Still, the real question is whether such a Xmas party is mathematically consistent.
I appreciate the Xmas spirit, but its easier to talk about graphs: each Santa is a node and a pair of Santas are friends if they are connected by an edge.
Let (k,\ell >0) be integers. Let (G(k.\ell)) be a graph such that
1) every node is attached to exactly (k) edges,
2) if two nodes (a) and (b) are both attached to some node (v), then (a) and (b) are not connected,
3) if two nodes are not connected, then there are exactly (\ell) common nodes that they are both connected to,
if such a graph exists. For example, the Santa party is the graph (G(k,\ell)) with (k=22) and (\ell=6).

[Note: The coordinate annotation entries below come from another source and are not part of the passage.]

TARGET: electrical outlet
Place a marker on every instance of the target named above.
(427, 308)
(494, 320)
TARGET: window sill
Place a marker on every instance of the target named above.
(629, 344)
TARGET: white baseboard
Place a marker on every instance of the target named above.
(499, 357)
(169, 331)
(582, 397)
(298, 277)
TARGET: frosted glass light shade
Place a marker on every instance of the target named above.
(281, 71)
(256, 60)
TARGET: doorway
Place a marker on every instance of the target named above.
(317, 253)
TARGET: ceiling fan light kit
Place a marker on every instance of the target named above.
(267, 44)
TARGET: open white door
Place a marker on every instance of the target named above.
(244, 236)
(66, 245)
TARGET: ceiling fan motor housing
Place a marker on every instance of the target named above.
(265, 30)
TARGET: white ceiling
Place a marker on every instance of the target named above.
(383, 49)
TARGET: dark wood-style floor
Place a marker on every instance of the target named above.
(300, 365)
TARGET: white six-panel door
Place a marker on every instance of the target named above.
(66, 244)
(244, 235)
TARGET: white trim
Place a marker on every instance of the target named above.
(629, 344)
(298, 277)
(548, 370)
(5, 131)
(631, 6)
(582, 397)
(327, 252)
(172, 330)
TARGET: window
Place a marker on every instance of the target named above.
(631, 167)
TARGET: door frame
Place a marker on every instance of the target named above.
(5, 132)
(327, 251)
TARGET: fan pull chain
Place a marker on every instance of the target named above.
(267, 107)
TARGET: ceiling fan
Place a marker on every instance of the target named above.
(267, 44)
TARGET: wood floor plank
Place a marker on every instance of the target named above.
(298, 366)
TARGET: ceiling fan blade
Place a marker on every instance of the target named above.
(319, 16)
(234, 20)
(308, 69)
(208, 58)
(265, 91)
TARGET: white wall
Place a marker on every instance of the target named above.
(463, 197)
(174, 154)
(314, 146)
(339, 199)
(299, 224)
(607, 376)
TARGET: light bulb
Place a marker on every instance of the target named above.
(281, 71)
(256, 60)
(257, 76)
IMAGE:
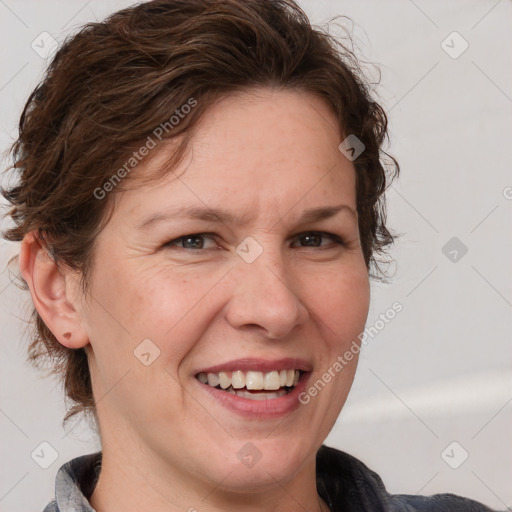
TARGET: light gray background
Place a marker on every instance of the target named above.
(441, 370)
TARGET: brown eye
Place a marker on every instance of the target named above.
(314, 239)
(194, 241)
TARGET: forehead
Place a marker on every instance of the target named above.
(260, 150)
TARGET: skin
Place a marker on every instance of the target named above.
(267, 153)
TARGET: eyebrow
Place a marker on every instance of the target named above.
(229, 217)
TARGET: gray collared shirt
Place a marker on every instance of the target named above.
(343, 482)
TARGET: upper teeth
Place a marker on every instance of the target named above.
(251, 380)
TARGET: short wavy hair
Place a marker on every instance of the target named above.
(112, 83)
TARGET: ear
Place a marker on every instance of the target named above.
(53, 291)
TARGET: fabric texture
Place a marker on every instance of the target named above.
(343, 482)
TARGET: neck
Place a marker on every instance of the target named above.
(133, 482)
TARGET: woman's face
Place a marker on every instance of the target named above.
(177, 292)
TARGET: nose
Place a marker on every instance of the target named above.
(264, 298)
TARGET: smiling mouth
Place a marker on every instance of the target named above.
(253, 385)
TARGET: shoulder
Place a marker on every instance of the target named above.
(348, 484)
(74, 484)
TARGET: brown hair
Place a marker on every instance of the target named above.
(115, 85)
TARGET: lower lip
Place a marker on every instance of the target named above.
(262, 409)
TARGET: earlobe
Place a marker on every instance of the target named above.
(53, 292)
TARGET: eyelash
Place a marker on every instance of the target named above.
(337, 239)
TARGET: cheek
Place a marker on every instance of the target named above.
(341, 301)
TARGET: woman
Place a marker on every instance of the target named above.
(200, 207)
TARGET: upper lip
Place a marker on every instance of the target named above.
(259, 365)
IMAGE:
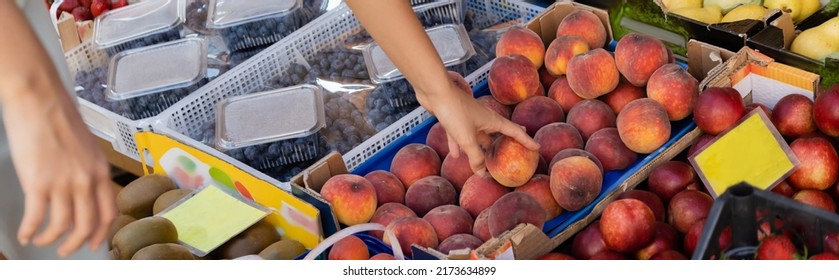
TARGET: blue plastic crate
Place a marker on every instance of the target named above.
(611, 180)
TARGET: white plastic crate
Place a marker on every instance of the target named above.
(329, 31)
(107, 125)
(490, 12)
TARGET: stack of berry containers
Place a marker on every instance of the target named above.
(143, 82)
(138, 25)
(269, 129)
(245, 25)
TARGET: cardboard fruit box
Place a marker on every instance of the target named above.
(558, 229)
(775, 41)
(651, 17)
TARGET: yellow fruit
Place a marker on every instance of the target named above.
(678, 4)
(818, 42)
(750, 11)
(728, 5)
(709, 14)
(808, 8)
(793, 7)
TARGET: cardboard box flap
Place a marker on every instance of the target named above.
(547, 24)
(702, 57)
(761, 79)
(722, 73)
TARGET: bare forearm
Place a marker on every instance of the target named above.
(26, 67)
(397, 30)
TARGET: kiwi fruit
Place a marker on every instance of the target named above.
(163, 251)
(285, 249)
(143, 233)
(250, 242)
(120, 222)
(137, 198)
(167, 199)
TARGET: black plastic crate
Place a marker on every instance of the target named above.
(744, 208)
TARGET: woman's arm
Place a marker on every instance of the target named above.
(395, 27)
(60, 167)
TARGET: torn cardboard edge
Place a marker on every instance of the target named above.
(760, 79)
(702, 57)
(548, 21)
(740, 28)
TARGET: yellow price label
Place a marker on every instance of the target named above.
(210, 218)
(752, 152)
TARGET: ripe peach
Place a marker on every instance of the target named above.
(589, 116)
(627, 225)
(593, 74)
(449, 220)
(349, 248)
(414, 162)
(539, 187)
(501, 109)
(622, 95)
(352, 197)
(410, 231)
(607, 146)
(457, 170)
(562, 93)
(643, 125)
(571, 152)
(388, 213)
(819, 163)
(675, 89)
(537, 111)
(513, 209)
(793, 116)
(428, 193)
(688, 207)
(510, 162)
(512, 79)
(556, 137)
(523, 41)
(388, 187)
(546, 77)
(651, 199)
(561, 50)
(585, 24)
(638, 56)
(575, 182)
(718, 109)
(479, 193)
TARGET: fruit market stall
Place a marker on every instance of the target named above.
(667, 130)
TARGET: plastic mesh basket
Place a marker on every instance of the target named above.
(327, 32)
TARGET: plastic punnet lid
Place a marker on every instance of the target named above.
(451, 41)
(226, 13)
(136, 20)
(269, 116)
(157, 68)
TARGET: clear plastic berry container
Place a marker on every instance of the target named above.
(143, 82)
(259, 23)
(269, 129)
(451, 42)
(138, 25)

Then (G(k,\ell)) has (1+k+\frac{k(k-1)}\ell) nodes. This can be proved using peterruse's method, but there is a simpler way: Fix a node (v). Let (A) be the set of nodes connected to (v). Hence (|A|=k), i.e. (A) has (k) nodes. Then let (B) be the remaining nodes which are not connected to (v) (and not including (v)). Then each (a\in A) is connnected to (k-1) nodes in (B). Therefore there are (k(k-1)) edges between (A) and (B). On the other hand each (b\in B) is connected to (\ell) nodes in (A). Therefore, (|B|=k(k-1)/\ell). Thus (|G(k,\ell)|=|\{v\}\cup A\cup B|=1+k+k(k-1)/\ell).
The real question is whether (G(22,6)) exists?
Some necessary conditions are (\ell) divides (k(k-1)) from our formula for the size of the graph, and (k) is even since there are (\frac k2) edges in the graph. But these are not sufficient: It looks like (G(4,4)) exists but (G(4,3)) does not.
haha, my algebra skills were way off here, you are right. i've fixed it.